Patrimoine Funéraire

Les croix en fonte, qui ornaient les tombes relevées en 2018 dans le cimetière d’Osmery, ont été conservées, restaurées et réimplantées derrière l’ossuaire communal.

Les croix en fonte ont fait leur apparition vers 1840 et leur production s’est arrêtée dans les années 1930 – 1940. La reprise des concessions anciennes a vu leur disparition et leur remplacement par des monuments en pierre. Celles du cimetière d’Osmery peuvent être identifiées comme provenant de la fonderie de Rosières dans le cher. C’est le développement du chemin de fer qui a permis  l’approvisionnement de notre département.

     

Ces croix sont généralement en fonte, matériau fragile et exceptionnellement en fer forgé. D’une hauteur  variant de 40 cm à 1,70 m, elles étaient montées sur un quadrilatère en pierre. 

Elle étaient moulées d’une seule pièce et ornées de nombreux motifs floraux. Le plus courant est le lierre qui symbolise l’attachement et l’éternité. On trouve aussi le lis pour la pureté, les roseaux pour la fragilité de la vie, les roses pour l’amour et encore l’épi de blé qui représente la vie. 

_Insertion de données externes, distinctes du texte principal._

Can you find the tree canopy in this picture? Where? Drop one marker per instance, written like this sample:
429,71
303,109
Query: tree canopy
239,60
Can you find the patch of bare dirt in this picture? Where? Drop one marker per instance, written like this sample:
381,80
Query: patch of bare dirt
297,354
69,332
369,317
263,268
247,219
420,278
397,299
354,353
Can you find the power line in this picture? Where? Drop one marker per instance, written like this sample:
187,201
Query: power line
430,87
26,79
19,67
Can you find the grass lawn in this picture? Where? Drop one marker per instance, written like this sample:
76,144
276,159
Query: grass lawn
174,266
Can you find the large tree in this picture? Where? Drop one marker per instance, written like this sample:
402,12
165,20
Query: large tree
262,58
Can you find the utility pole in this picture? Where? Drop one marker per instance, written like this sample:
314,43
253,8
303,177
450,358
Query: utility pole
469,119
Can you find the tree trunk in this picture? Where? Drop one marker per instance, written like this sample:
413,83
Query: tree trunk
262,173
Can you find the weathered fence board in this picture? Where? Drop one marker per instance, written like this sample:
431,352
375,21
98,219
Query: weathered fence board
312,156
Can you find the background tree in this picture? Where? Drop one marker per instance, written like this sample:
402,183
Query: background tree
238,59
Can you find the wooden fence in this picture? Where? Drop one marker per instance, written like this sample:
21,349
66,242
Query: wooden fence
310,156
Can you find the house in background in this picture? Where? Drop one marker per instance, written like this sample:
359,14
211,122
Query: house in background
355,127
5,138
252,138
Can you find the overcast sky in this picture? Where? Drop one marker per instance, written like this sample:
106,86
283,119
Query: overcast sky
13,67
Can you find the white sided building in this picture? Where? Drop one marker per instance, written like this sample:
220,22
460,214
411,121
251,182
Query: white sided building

Ces motifs floraux pouvaient être associés à des personnages tels que : 

le Christ représenté la tête droite ou penchée, nue ou couronnée d’épines, le regard orienté vers le ciel ou tourné vers le sol, les bras horizontaux ou en V, les pieds joints ou croisés l’un sur l’autre, appuyés ou non sur un support, le pagne croisé ou noué devant ou sur le côté.

           

La Vierge est représentée avec un voile ou une couronne de fleurs sur la tête. Elle peut aussi tenir l’Enfant Jésus sur un bras. Seule elle a les bras étendus horizontaux ou dirigés vers le bas avec les mains ouvertes. Elle peut également figurer avec les mains jointes sur le coeur.

 

On pouvait trouver d’autres motifs comme les symboles des quatre évangélistes : la tête de lion pour Marc et la tête d’angelot pour Matthieu, la tête d’aigle pour Jean, la tête de taureau pour Luc. 

 

Des anges, souvent par deux debout dos à dos mains jointes ou agenouillés face à face. Parfois un seul ange figurait au pied de la croix priant et tenant la dite croix. On peut aussi trouver aux pointes de la croix des têtes d’angelots ou putti sur une nuée.

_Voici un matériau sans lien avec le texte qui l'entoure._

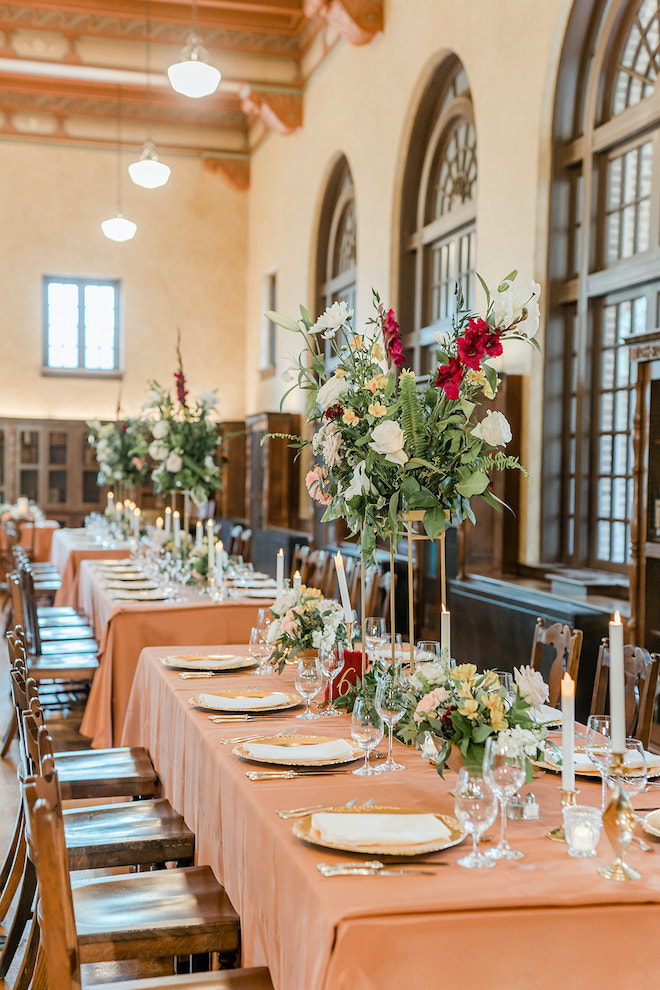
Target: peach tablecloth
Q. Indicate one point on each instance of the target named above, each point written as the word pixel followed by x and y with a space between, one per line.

         Ces personnages sont rapportés sur la croix par des vis, rivets ou soudure. Des plaques métalliques émaillées, souvent en forme de coeur, rondes ou ovales, sur lesquelles étaient inscrits les noms, prénoms et date de décès du défunt étaient fixées sur la croix. 

Trente quatre croix en fonte ont été répertoriées dans le cimetière d’Osmery.  Huit d’entre elles ont été prélevées sur les tombes relevées en 2018. Ces croix ont été sablées, repeintes et soudées sur une poutrelle en U. Cette poutrelle a été enfouie derrière l’ossuaire communal.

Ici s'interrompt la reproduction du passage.